Investigation of air-water two-phase flow characteristics in a 25.4 mm diameter circular pipe

Abstract High-quality two-phase flow data are essential for further developing various two-phase flow models and validating two-phase flow codes. The work presented in this paper aims to perform detailed measurements of air-water two-phase flow in a 25.4 mm inner diameter pipe using several techniques developed recently. The gas-phase information is obtained by an integrated method synergizing conductivity probe, high-speed imaging system, and X-ray densitometry system while the Particle Image Velocimetry and Planar Laser-Induced Fluorescence (PIV-PLIF) technique are utilized to measure liquid-phase velocity and turbulence characteristics. Selected conditions in the bubbly, slug, and churn-turbulent flow regimes with the gas and liquid superficial velocities ranging from 0.05 to 4.99 m/s and from 0.10 to 3.88 m/s, respectively, are investigated in this work. The two-phase flow interfacial structures are visualized by both high-speed optical and X-ray images. In fully developed bubbly flows, “wall-peak” void profiles are observed, which is due to the transverse lift force effect.

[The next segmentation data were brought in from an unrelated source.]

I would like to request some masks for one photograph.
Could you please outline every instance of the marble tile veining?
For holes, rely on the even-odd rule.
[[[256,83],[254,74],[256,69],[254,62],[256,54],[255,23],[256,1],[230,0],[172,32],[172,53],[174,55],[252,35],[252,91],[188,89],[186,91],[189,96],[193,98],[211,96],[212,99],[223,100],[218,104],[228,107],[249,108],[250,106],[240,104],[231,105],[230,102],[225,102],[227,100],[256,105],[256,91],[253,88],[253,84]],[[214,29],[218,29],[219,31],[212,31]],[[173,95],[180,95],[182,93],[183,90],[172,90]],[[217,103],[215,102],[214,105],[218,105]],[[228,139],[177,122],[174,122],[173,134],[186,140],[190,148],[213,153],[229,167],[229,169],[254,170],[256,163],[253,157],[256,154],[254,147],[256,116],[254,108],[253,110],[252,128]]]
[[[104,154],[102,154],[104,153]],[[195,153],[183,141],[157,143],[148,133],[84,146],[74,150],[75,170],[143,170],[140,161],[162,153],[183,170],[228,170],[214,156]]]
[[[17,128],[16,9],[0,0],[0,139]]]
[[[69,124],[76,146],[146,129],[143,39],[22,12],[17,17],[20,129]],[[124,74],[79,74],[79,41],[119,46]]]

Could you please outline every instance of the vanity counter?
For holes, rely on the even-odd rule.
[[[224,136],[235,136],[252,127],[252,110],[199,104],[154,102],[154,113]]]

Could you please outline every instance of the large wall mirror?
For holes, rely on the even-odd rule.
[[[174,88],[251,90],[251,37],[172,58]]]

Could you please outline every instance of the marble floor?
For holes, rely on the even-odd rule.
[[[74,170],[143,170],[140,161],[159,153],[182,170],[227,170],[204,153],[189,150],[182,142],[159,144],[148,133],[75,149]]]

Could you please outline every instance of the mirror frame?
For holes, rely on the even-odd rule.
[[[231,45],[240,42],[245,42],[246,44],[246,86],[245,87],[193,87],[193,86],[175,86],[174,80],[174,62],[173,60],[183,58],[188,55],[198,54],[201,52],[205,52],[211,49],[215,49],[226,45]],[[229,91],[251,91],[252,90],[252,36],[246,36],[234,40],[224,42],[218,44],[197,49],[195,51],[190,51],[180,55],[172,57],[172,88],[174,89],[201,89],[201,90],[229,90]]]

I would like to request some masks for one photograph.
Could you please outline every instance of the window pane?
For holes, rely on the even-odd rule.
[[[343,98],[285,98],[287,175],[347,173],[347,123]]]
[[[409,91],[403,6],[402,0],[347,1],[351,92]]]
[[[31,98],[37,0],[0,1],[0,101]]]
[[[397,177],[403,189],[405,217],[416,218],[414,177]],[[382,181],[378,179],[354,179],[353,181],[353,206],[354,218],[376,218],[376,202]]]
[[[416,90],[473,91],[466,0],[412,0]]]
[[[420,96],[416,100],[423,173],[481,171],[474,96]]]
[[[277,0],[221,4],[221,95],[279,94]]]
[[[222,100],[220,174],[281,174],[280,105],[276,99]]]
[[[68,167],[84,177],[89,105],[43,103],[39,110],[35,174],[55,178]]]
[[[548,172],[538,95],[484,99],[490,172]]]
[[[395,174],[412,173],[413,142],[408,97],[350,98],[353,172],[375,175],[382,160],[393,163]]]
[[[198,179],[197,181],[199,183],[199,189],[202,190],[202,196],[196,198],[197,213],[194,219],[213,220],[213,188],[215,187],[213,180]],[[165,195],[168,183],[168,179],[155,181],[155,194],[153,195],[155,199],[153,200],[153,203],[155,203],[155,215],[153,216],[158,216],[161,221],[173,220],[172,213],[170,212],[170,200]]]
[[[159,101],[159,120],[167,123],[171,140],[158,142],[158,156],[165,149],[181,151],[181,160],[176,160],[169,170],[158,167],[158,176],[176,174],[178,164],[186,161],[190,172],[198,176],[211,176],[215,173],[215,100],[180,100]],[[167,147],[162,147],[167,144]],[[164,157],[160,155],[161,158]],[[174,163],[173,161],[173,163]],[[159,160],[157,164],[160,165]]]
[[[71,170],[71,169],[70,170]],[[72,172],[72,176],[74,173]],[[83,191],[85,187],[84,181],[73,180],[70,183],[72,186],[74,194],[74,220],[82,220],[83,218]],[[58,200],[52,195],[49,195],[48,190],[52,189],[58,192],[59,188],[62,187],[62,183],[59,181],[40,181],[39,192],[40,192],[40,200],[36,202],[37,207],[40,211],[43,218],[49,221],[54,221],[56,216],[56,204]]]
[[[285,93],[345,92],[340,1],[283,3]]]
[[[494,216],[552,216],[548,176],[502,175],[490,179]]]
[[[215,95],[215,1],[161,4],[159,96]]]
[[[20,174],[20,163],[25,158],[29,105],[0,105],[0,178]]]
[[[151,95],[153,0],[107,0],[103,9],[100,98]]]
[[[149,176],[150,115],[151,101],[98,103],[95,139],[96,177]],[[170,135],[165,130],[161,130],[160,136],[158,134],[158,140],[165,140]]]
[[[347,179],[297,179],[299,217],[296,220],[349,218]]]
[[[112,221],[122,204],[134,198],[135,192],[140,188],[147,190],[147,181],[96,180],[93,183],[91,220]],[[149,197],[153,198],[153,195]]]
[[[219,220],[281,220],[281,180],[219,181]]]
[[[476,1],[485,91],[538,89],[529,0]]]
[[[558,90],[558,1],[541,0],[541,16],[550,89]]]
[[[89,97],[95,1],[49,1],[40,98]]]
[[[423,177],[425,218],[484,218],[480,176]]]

The gas-phase velocities share similar profiles as the liquid-phase velocity but have slightly higher magnitudes due to the buoyancy force effect. In this work, flow development in different flow regimes is investigated as well. As bubbly flows develop along the axial direction, the void profiles may change, and the discrepancy between gas-phase and liquid phase velocities will diminish in the process.